The viñedo also houses a charming boutique hotel and a restaurant in case you want the full getaway experience into the world of wines.

QUERÉTARO

The areas surrounding the cities of Querétaro and Tequisquiapan are known as La Ruta de Queso y Vino as you will find several notable vineyards here. There are many organized tours out of each of these cities, Querétaro being the larger and more famous of the two, with Tequisquiapan the small charming pueblo, chock full of artesanias. Whichever place you decide to make your base, you will find it easy to explore both the wines and cheeses made in the area. There are different types of organized tours ranging from horseback, tranvía (trolley), walking, and the like, or you can rent a car to explore on your own.

Not only is this area the route of wine and cheese, historically the Bajío – the lowland plain of west central Mexico, is the cradle of the Mexican struggle for freedom that culminated in the War of Independence, making it a treasure trove of history that can be studied in the museums and tours of the cities of Querétaro, San Miguel de Allende, and Dolores Hidalgo.

Finca Sala Vivé by Freixnet México: Are you a sparkling wine fan? This is the place to experience a tour and tasting of that special “bubbly” that adds spark to all occasions. Finca Sala Vivé is the major producer of sparkling wines in Mexico, which it accomplishes through traditional methods. As with all the vineyards, you can buy the wines you taste by the bottle to take home to share with friends.

La Redonda is one of the most frequented vineyards, but don’t let that put you off. It is popular for a reason, and there are never crowds. You will experience the personal attention that characterizes all the tours and wineries in this region.

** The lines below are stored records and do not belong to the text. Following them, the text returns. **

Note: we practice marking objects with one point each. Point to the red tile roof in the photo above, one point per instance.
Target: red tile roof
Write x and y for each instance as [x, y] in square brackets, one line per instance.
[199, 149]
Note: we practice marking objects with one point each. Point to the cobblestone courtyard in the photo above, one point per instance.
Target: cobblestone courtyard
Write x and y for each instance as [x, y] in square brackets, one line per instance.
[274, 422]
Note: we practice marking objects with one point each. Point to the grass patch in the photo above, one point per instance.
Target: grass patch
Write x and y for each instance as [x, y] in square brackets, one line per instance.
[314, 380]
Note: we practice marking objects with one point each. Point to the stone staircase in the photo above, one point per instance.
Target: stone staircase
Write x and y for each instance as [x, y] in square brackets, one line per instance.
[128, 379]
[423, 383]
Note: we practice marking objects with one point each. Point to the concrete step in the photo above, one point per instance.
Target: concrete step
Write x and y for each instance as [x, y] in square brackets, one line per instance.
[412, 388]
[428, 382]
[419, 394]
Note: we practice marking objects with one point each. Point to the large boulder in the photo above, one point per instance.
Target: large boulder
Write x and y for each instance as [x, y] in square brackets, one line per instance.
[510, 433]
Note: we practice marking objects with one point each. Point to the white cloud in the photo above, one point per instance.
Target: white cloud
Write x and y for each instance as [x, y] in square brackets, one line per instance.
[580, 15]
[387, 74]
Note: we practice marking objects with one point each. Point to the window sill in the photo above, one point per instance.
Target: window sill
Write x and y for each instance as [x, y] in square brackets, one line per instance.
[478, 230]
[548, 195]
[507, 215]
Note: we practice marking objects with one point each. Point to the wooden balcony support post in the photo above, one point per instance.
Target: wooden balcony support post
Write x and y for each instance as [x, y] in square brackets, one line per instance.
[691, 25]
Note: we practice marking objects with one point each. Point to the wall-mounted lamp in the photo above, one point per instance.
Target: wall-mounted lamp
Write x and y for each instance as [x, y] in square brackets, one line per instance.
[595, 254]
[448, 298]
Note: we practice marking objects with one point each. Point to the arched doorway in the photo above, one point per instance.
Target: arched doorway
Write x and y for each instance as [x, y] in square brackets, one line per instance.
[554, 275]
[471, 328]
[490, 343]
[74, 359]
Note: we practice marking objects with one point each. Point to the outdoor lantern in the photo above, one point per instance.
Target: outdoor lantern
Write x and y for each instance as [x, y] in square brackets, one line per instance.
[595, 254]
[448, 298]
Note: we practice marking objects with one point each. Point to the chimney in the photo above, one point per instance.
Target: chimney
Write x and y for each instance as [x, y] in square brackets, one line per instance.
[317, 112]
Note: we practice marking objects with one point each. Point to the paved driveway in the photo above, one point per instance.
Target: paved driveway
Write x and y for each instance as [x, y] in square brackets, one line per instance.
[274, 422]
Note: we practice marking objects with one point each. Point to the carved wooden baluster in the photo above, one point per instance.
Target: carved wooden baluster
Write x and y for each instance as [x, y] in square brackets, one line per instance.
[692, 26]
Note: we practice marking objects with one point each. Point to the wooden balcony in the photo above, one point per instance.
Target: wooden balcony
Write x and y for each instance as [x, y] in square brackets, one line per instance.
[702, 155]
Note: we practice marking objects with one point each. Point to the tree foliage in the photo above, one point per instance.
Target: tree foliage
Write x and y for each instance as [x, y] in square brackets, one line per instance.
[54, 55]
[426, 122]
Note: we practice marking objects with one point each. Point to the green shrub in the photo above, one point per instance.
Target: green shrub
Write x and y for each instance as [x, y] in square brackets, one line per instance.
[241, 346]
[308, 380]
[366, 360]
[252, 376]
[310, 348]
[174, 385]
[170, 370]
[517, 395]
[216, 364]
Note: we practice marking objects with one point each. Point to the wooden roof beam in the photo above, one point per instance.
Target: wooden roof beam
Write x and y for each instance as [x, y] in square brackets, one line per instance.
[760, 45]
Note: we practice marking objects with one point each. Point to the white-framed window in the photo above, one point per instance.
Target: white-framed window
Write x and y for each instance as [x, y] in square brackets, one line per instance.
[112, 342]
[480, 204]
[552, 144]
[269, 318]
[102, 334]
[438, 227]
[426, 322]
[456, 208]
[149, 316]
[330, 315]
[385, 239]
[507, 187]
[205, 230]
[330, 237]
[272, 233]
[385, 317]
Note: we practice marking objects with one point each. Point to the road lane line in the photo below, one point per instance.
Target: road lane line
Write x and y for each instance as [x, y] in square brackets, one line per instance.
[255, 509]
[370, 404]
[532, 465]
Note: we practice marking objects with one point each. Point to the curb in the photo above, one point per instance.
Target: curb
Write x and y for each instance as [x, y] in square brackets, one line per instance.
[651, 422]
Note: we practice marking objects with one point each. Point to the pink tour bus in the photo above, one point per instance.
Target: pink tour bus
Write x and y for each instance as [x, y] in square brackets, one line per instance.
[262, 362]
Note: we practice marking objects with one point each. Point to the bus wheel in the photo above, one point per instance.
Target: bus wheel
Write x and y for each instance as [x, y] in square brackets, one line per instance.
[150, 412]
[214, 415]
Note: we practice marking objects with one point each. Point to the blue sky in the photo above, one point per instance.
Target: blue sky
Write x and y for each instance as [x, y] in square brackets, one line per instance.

One plus of La Redonda is the value of their wines. Their prices fall into a very reasonable range for those of us who imbibe daily, and I find their wines to be readily available in many locations in the country, not just in this region.

These vineyards and wines offer a good idea of the state of wine in Mexico. Prices can vary dramatically, and people often are surprised that the Mexican wines can be even pricier than some French wines. Wine prices, like everything else these days, are only rising, in some part due to peso devaluation. I find that when I dine in a restaurant, my glass of wine is often more expensive than my friend’s margarita. But,“Así es la vida! Disfrútala!”